Sur l’électronique ou nous travaillons en parallèle, nous rencontrons de nombreux problèmes concernant le passage d’une technologie des années 1960-1970 à une technologie des années 2000. Les armoires de calcul qui ont été précédemment utilisées pour faire tourner le simulateur du Concorde, ont été remplacées par des ordinateurs plus puissants et plus petits. Cette nouvelle architecture nous a permis de passer de 7 baies d’électronique à 3. Un démonstrateur est développé pour valider cette nouvelle architecture.

Démonstrateur à base d’instruments Corvette

Aussi, nous réussissons à émuler sur des PC du commerce, les logiciels certifiés de 1972 qui fonctionnaient sur les anciens calculateurs XEROX. Le logiciel contenant la simulation d’origine est donc conservé. Ce sera notre solution pour redonner vie à ce simulateur. Le comportement du simulateur est alors garanti. Un logiciel de simulateur de vol du commerce sera couplé uniquement pour le rendu de la visualisation.

Préparation entre 2015 et 2018

Les travaux de structure et de mécanique se poursuivent ainsi que des travaux sur la muséographie, qui permettront son entrée chez Aéroscopia en 2018.

Installation à Aéroscopia
Chez Aéroscopia en 2018

Exposé ici en statique. Les travaux de recâblage peuvent commencer, le simulateur étant à sa place définitive.

La première avancée: réhabilitation du fonctionnement nez visière effectué en 2022. Nouveaux moteurs et fonctionnement sont testés avec l’émulateur.

Système nez visière

Racks et fonds de paniers se mettent en place. Les câblages fonds de panier sont en cours.

Baie G

Remise en route des commandes de vol de profondeur avec retour d’effort. Un nouveau vérin électrique est fabriqué en coopération avec l’IUT Génie Mécanique de Toulouse.

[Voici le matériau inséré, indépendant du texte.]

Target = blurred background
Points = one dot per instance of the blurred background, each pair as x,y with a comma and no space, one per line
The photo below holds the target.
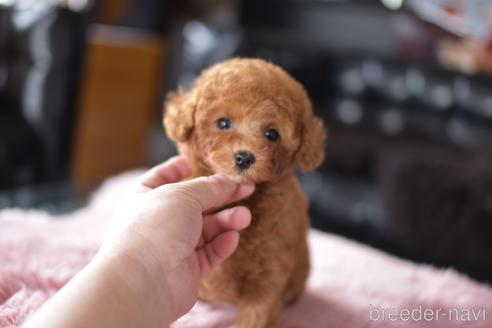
404,87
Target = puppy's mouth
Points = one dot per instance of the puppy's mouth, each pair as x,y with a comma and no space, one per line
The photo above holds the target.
241,168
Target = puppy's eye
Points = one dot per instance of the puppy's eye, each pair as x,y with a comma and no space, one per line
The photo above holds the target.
224,123
271,134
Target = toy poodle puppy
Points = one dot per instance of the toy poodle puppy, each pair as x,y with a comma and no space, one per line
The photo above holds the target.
250,120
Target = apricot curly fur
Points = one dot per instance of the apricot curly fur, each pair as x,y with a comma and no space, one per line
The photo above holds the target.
271,264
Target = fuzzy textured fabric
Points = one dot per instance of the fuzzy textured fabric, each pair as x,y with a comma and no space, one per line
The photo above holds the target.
39,254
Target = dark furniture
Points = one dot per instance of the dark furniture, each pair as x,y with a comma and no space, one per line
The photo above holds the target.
41,52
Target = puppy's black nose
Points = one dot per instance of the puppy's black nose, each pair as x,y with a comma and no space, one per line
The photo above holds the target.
244,159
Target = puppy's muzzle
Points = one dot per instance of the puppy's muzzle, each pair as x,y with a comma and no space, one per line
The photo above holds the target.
244,159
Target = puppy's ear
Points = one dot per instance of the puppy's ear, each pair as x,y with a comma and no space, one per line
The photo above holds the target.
179,112
311,152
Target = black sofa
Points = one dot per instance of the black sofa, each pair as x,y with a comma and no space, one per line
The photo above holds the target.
41,56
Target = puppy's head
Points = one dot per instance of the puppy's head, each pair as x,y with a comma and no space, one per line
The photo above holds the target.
248,119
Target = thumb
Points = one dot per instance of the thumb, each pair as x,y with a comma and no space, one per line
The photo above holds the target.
210,192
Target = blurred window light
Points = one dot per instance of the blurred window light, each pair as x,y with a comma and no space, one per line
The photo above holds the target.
392,4
199,37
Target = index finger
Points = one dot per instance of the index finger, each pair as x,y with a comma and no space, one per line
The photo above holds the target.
173,170
211,192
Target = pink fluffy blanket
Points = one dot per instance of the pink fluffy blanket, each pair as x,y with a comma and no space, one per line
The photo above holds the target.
351,285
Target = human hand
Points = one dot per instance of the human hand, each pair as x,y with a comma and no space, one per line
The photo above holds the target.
164,237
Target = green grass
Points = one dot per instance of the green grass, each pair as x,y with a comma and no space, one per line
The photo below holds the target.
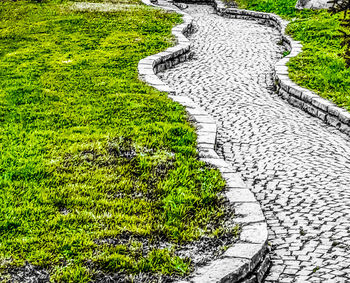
320,67
90,153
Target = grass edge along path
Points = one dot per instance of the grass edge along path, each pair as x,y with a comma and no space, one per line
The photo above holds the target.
320,66
99,172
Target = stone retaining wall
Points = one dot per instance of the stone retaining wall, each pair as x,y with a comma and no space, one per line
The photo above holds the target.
247,260
288,90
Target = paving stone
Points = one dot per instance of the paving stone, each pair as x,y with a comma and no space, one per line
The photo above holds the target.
297,166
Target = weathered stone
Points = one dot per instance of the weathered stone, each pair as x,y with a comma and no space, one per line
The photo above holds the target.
254,233
222,270
240,195
248,212
313,4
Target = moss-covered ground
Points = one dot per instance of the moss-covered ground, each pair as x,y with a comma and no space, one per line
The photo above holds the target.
98,172
320,67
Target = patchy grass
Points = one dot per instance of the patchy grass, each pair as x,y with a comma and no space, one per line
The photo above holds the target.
320,67
98,171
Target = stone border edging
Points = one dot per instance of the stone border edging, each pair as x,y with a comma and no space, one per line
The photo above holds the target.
248,259
297,96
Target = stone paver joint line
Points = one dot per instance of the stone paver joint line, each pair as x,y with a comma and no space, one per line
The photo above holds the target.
249,258
296,165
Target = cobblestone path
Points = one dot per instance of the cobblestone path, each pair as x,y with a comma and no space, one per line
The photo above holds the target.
298,167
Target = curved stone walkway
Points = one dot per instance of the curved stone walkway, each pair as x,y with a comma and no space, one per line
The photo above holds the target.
297,166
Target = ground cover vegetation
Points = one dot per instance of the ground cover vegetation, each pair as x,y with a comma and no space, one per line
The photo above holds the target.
99,174
321,66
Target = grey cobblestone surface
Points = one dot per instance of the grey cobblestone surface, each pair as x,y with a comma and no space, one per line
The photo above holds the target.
297,166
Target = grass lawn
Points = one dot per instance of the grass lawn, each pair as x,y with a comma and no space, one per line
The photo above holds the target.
320,66
98,172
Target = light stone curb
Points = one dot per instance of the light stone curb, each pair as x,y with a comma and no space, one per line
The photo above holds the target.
243,261
298,96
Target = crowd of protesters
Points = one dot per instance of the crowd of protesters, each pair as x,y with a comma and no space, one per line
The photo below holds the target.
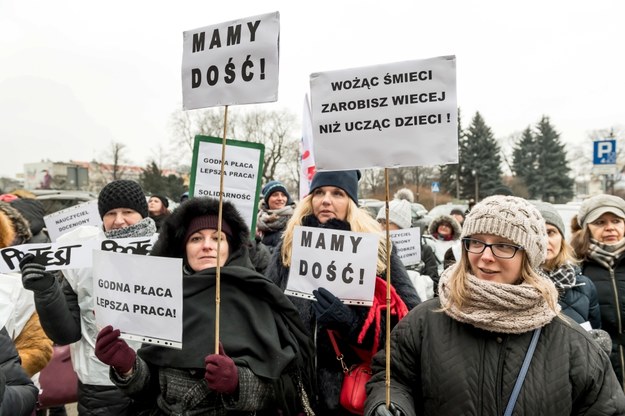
496,288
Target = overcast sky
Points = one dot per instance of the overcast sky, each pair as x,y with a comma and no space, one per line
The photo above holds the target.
76,75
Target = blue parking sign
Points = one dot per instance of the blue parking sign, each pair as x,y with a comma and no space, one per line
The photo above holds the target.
604,152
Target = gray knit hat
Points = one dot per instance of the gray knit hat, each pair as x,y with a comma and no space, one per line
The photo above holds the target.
512,218
595,206
551,216
399,213
122,194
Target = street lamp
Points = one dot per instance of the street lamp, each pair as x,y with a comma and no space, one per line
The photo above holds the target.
477,188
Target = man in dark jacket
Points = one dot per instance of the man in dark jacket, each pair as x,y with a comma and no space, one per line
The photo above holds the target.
18,394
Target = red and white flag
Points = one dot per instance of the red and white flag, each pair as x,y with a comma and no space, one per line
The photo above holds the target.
307,167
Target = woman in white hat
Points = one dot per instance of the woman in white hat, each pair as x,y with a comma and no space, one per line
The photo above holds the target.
600,243
462,353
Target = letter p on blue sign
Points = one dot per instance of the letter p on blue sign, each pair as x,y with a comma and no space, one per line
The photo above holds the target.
604,152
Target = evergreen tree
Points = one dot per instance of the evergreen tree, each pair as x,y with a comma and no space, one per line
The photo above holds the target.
480,159
525,162
540,161
557,186
449,174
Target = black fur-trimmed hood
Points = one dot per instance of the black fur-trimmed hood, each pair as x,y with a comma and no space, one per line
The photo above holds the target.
21,227
171,242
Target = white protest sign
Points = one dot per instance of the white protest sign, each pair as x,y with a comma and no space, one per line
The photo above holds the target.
407,242
343,262
233,62
55,256
139,295
67,219
243,166
131,245
399,114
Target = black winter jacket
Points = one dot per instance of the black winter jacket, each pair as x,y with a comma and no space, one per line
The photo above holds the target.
610,284
18,394
329,372
581,303
440,366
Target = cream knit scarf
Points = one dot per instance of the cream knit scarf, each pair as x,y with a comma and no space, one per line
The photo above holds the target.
498,307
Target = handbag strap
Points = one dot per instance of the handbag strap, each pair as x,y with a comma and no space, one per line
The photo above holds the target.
337,351
521,377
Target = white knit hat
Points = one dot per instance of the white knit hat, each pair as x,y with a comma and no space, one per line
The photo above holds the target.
512,218
399,213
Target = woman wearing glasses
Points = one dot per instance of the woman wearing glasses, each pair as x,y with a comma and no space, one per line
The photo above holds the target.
461,353
600,243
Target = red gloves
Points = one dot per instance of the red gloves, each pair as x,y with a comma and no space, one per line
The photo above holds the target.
221,373
114,351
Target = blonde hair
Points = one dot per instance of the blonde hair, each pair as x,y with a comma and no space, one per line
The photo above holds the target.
358,219
458,292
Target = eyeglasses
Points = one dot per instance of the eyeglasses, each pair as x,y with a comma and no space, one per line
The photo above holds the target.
500,250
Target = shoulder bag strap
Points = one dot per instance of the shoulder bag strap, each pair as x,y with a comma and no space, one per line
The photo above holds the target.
339,355
521,377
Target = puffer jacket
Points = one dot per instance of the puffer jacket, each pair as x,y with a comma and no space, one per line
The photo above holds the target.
329,372
18,394
610,284
581,303
440,366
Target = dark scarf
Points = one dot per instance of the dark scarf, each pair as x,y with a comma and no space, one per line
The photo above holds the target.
143,228
259,329
274,219
563,277
604,254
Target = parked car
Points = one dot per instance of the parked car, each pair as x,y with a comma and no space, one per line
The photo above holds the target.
54,200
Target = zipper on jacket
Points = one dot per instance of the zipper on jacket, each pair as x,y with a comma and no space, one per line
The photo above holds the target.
620,327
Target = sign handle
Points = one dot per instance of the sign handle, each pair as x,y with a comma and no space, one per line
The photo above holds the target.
219,217
388,295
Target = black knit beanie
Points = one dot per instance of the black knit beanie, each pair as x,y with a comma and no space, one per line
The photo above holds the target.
347,180
122,194
163,199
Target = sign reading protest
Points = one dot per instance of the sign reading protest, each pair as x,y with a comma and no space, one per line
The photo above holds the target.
243,167
55,256
67,219
341,261
71,255
139,295
408,245
400,114
230,63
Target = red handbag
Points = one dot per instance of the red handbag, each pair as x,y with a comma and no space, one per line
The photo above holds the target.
58,380
353,393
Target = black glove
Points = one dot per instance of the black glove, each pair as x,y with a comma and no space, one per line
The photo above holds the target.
34,275
335,224
381,410
330,310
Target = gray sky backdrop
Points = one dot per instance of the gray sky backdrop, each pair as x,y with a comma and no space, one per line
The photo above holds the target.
75,75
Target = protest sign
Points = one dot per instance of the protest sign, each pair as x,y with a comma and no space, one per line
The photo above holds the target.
55,256
407,244
67,219
139,295
243,167
343,262
399,114
233,62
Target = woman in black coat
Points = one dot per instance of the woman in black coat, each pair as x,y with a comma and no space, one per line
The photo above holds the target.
332,203
264,365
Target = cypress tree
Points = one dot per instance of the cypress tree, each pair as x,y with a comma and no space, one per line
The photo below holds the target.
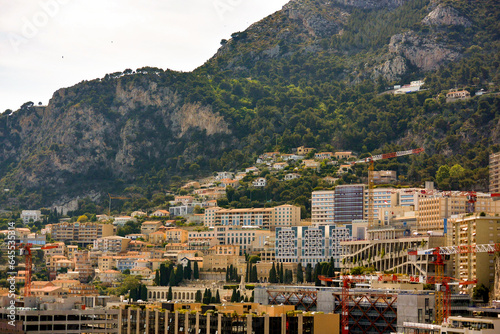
196,272
272,275
255,278
187,271
172,281
179,274
157,277
217,297
309,273
300,274
163,278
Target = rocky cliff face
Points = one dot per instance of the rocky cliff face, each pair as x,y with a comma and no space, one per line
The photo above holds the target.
53,145
444,15
425,53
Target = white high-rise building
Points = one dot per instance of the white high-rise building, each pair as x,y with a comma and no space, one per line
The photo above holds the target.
311,244
322,206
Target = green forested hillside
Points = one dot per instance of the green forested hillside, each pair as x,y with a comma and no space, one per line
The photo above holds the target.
314,74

Vérin de profondeur avec retour d’effort

La dernière version de Flight Simulator de Microsoft qui apparait en 2020 permet, grâce à un couplage à la boucle de simulation d’origine, un rendu exceptionnel de réalisme.

Mais il reste encore beaucoup à faire, de nombreuses cartes d’interfaces manquent encore, et il nous reste à les développer.

En résumé….l’avenir

Le simulateur du Concorde a donc été à la fois le précurseur de la simulation moderne et un objet très utile à l’entrainement des pilotes. En effet, très au point et très performant, il a permis la formation de nombreux pilotes et l’amélioration du Concorde lui-même.

C’est l’association Virtu’ailes qui cherche à donner une seconde vie à ce simulateur visible aujourd’hui au musée Aéroscopia de Toulouse. Elle monte des partenariats ou des conventions avec des écoles telles que l’IUT, l’INP-ENSEEIHT, les lycée professionnels, des entreprises comme AIRBUS,  HANDICAP France, COMA…. et appelle toujours mécènes et nouvelles personnes intéressées et passionnées à partager ce beau projet.

Sur les derniers travaux, après l’échange du capteur d’effort défectueux, nous avons finalisé le fonctionnement du retour d’effort avec le calculateur analogique d’origine et un vérin électrique.

Aujourd’hui, même si il reste des choses à faire, on peut dire que la solution du vérin électrique est viable et que l’horizon se dégage pour la suite de la remise en route du simulateur.

L’association compte aujourd’hui une vingtaine de bénévoles, qui travaillent aussi en parallèle sur de nouveaux simulateurs comme celui de la Corvette SN601, de l’A350, et de l’A320. Le travail ne manque pas, nous vous attendons.